Des images fulgurantes, accompagnées de références à la musique, s’imposent à Luisa comme autant d’instantanés à réconcilier pour donner sens à son errance. À Mexico, il y a le lycée où, fille aimée d’un universitaire et d’une traductrice, elle se sent mal à l’aise, entourée de riches élèves avec chauffeurs ; il y a les boîtes de nuit pour danser, boire beaucoup, fumer des cigarettes, des joints et la fréquentation de garçons dont elle croit ou aimerait tomber amoureuse pour trouver une issue à ces pulsions troubles qui l’agitent ; il y a les promenades dans son quartier de La Roma et tant d’autres pour épier leurs secrets et accompagner ces marginaux qu’elle croise, la mendiante toujours propre car, la nuit, elle se lave dans une fontaine, ou le vieux joueur d’orgue de Barbarie ; il y a les histoires magiques que lui raconte son père, celle de Cythère ou du navire coulé devant Anticythère 70 à 60 ans avant Jésus-Christ et dont on a fini par remonter vers 1900 des sculptures, des bijoux et un étonnant instrument astronomique.

À Zipolite dominent la plage, son bar, ses paillotes, les créatures qui peuplent les fonds marins, les épaves qui y sont échouées, l’écume du Pacifique, les lanchas, ces bateaux qui fendent la mer à toute vitesse avant d’accoster dans un coin isolé. Y viennent en villégiature des jeunes de tous horizons, excentriques, nudistes et autres, qui se retrouvent autour d’un feu de bois pour fumer, philosopher, refaire le monde ou se glorifier d’aventures souvent imaginaires.

Naviguant entre ces deux mondes qui se confondent parfois, Luisa hésite sur la personne qu’elle croit ou veut être, coupable à l’égard de ses parents, incertaine quant à la justification de son voyage et perplexe quant à son issue. Elle se heurte à un sentiment récurrent de désillusion : Tomas, à la lumière du Pacifique, perd de son charme et des qualités humaines qu’elle lui attribuait à tort – il écrase avec volupté les petits crapauds qui jalonnent leur route et s’amuse d’avoir donné au joueur d’orgue de Barbarie une pièce de monnaie obsolète ; le nouvel objet de ses désirs, cet homme étrange qu’elle surnomme Le Triton, à qui chaque soir elle se confie, persuadée qu’émigré d’un pays lointain, il ne peut comprendre ses propos, se révèle être un banal lanchero local ; un soir, à tort, elle croit même apercevoir deux de ces fameux nains.

Pour Luisa, le seul rempart contre cette incursion d’un réel qui la blesse et la bouscule réside en la poursuite de ces correspondances qui surgissent inopinément à son esprit et en l’abandon à ces phrasés voluptueusement poétiques qu’elles génèrent.

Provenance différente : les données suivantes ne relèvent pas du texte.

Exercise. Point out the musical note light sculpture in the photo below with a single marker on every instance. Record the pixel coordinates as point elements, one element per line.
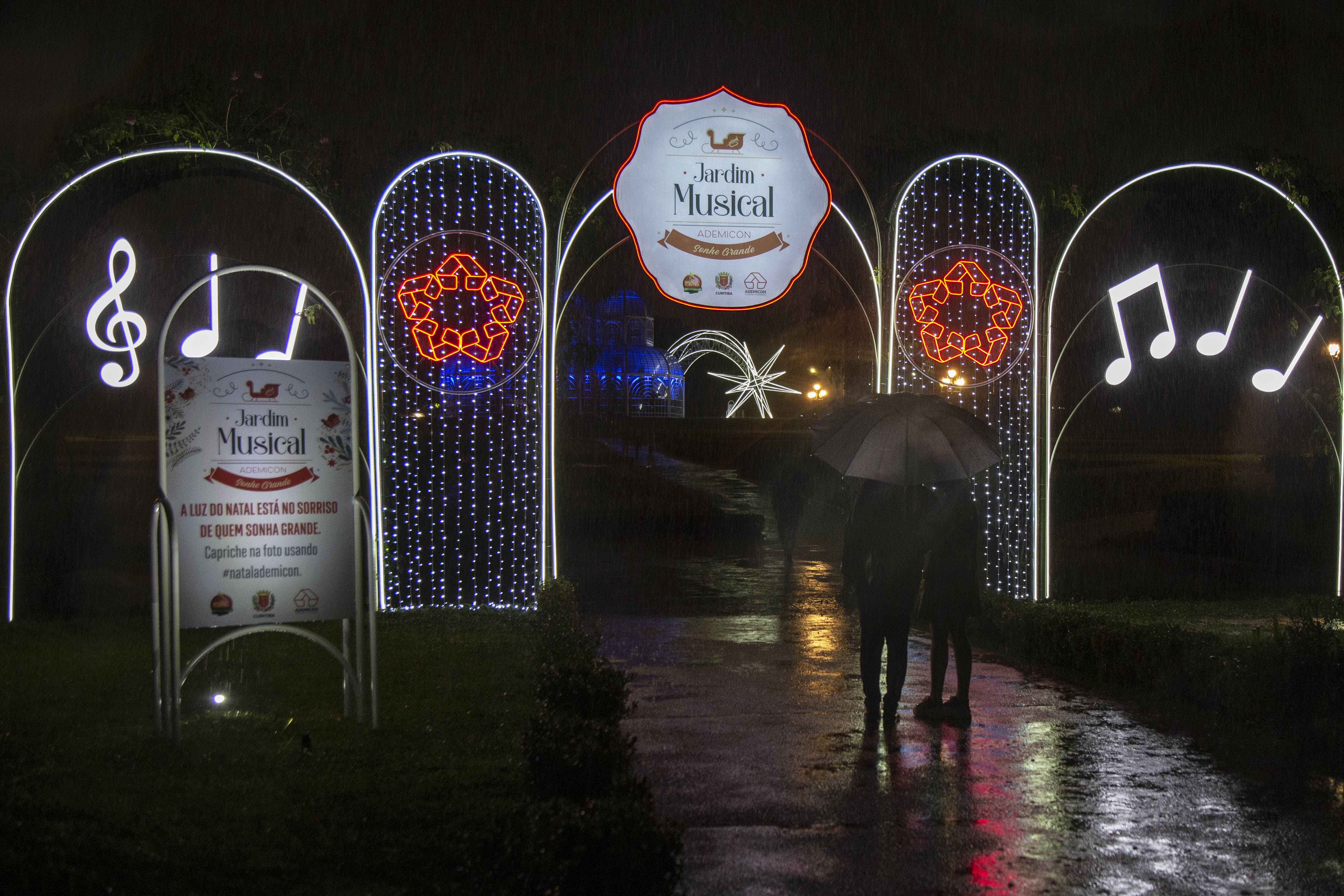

Ainsi en est-il de la nature : «  un autre jour : une autre bande de sable, bosquet d’arbres, couche de vagues, couche de ciel  », de l’océan en particulier «  il était un corbeau et quart, un goéland et demi, une chouette moins cinq  », des animaux, mollusques ou iguanes en particulier, des symboles comme cette coupure de journal qu’elle garde précieusement dans son sac : «  mes objets fétiches n’étaient certainement pas indemnes  », de la perception du temps : «  il y a des jours, parfois des semaines entières dans la vie qui ressemblent à des nuits  » ou du refuge dans des pages littéraires : «  j’ouvrais Maldoror…  », «  j’ai repensé au poème de Baudelaire  » ou des événements historiques autour des îles de Cythère et d’Anticythère.

La puissance de ces digressions confère au roman une dimension qui va au-delà de la simple crise d’adolescence d’une jeune Mexicaine. Tout voyage entrepris n’est-il pas une forme de naufrage dont le souvenir finit toujours par resurgir ?

Mercure de France, 2019
184 p. 21 €

Sylvie Bressler

Critique littéraire à la revue Esprit depuis 2002.